We have a particular focus on limiting our portfolios' exposure to higher risk equities. We want to maximise the likelihood that our fund will hold up better than the overall share market in the event of a market crash or sustained downturn in equity markets. Further, we believe that in the long term, lower risk equities are likely to produce a better reward-for-risk than higher risk equities. You can read more about why we prefer lower risk equities here.
There are lots of things we could look for in companies that would be good indicators of future investment return if no-one else was looking for them. But it is naïve to simply favour obvious characteristics that are commonly associated with investment success. This is because when almost every other investor and fund manager is looking for companies that carry a popular badge of investment success, the price that you need to pay in companies that carry this badge can be extremely high. Paying high prices for investments is risky, as it carries the risk of significant loss if the company you are investing in disappoints in any way.
Instead of chasing after investments with the same trendy characteristic that every other investor is looking for, we focus on looking for insights, perspectives, and investment characteristics that other fund managers and investors are currently ignoring.
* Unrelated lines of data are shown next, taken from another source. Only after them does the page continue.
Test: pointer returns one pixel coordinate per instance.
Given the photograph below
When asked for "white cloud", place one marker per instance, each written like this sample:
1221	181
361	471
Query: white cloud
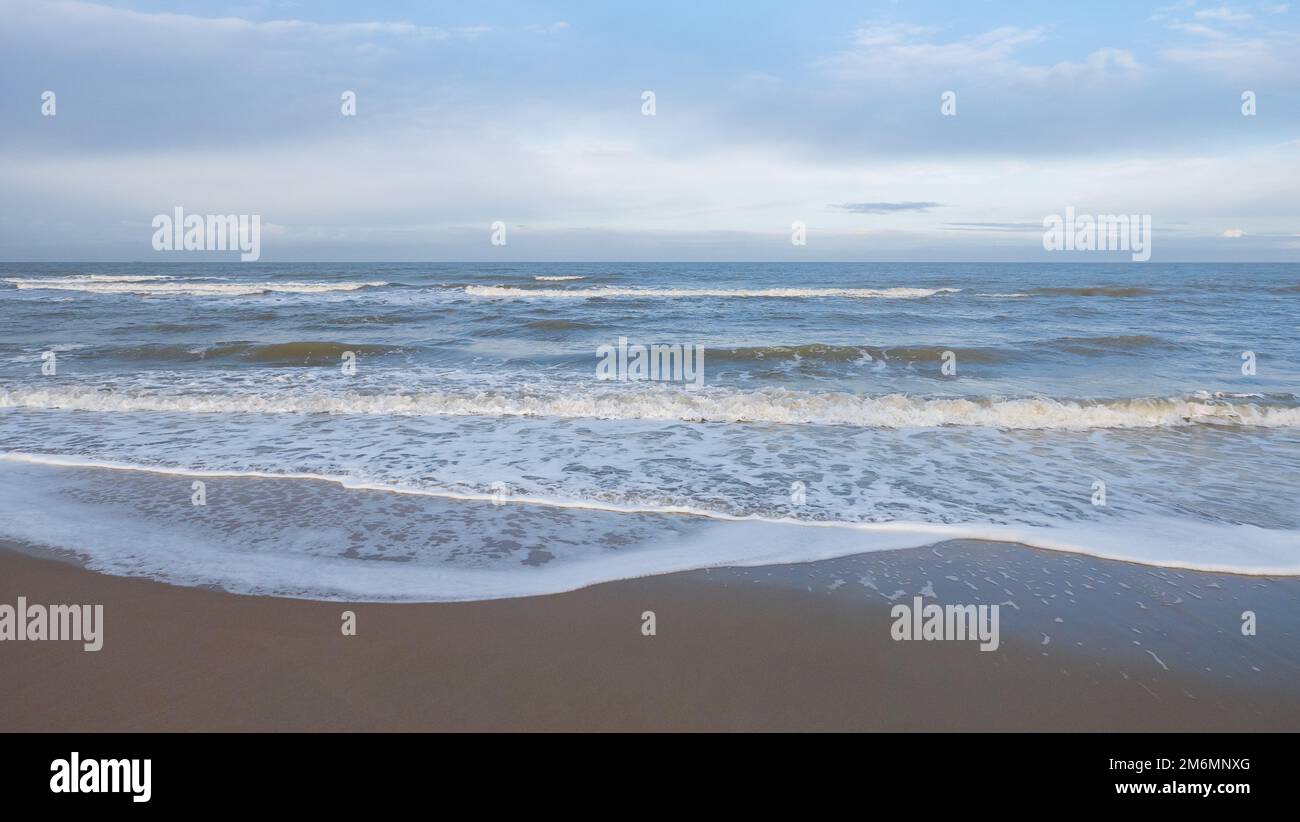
909	53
Over time, investment markets swing around from chasing certain “hot” characteristics to chasing others. By favouring meaningful investment characteristics that are not currently in favour and avoiding paying excessive prices for characteristics that are hot, we expect to benefit from these swings in the market’s focus.
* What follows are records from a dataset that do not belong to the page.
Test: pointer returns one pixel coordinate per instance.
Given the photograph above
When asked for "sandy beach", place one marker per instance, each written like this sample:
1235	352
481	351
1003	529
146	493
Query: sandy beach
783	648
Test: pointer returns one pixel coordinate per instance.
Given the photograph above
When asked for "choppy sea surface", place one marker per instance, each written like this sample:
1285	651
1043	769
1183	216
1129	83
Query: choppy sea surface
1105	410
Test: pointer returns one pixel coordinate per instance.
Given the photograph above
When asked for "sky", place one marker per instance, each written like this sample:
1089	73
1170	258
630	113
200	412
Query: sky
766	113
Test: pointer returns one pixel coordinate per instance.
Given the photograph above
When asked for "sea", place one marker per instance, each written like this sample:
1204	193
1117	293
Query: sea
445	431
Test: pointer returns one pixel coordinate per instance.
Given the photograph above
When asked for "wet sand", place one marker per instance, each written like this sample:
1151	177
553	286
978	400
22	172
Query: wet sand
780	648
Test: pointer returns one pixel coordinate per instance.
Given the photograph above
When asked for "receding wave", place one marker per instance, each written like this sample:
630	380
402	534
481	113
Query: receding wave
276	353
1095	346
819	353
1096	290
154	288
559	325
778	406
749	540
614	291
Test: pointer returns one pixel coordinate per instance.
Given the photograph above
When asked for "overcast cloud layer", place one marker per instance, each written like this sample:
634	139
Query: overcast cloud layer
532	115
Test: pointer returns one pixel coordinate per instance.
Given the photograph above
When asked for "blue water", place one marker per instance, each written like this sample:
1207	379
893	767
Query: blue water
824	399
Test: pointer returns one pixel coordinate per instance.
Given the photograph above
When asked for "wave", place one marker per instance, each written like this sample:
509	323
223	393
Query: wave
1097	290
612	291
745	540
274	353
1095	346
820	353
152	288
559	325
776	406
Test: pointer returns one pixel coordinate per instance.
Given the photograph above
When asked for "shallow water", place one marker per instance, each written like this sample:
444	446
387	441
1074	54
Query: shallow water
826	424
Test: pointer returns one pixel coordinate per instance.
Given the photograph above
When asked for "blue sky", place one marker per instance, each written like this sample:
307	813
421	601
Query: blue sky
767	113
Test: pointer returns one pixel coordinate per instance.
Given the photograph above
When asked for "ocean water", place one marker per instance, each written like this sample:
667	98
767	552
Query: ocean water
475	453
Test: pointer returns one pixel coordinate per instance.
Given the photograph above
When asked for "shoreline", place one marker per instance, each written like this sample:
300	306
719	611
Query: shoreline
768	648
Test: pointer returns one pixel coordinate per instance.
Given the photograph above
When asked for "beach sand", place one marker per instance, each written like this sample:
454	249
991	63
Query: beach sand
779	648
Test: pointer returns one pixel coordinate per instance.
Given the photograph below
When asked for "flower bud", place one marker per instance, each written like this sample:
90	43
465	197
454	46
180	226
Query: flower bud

We read and undertake empirical research to understand what investment criteria have historically produced good results. We apply judgement to interpreting the historical evidence, as we understand that what has worked in the past will not always work in the future. This means understanding what investor behaviours or biases seem to have influenced past investment performance, and asking ourselves whether these behaviours persist in the current market environment.
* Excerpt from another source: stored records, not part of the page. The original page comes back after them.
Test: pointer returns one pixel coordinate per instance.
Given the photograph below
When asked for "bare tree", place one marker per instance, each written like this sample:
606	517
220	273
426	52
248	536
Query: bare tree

We have respect for investment markets, and therefore like to find small relatively certain gains rather than focussing entirely on bold investment “bets”. We are vigilant about minimising transaction costs and like to find cheaper ways of investing in the same company (here are some examples of how).
We will not invest in a company purely on the basis of our expectations for its short term share price performance if we cannot understand how it can produce an acceptable return to investors over the longer term. We typically try to forecast how a company will perform over a 15 year time horizon, and model what that means in terms of investment returns.
While the top holdings lists of many of our competitors' funds are dominated by the same small group of well-known large US-based tech-related companies, we often find better long-term investment prospects in companies from other countries and other sectors that may not be so well-known. In the short-term our willingness to look beyond these US mega-cap companies may lead to divergences between our portfolio's returns and the returns of the global equity market, but in the long term we expect that it will produce a better combination of return and risk.
We also do the basics well:
We screen listed companies on several criteria, and using these screens to identify companies that deserve further research.
We spend 80 – 85% of our time improving our understanding of companies that we have already invested in, and the remainder focussed on potential new investments.
We exclude some companies from investment consideration based on our ethical concerns about the sort of business they undertake, or the way they go about their business. We won't invest in companies that manufacture nuclear weapons, chemical weapons, biological weapons, automatically-triggered landmines, most tobacco-based products, or automatic or semi-automatic weapons for civilian use. You can read more about our ethical investment approach (including the cautious approach we take to investing in several other industries) here.
We use statistical tools to help understand the potential variability in both the absolute and relative performance of the portfolios we manage and monitor how different investments contribute to this risk.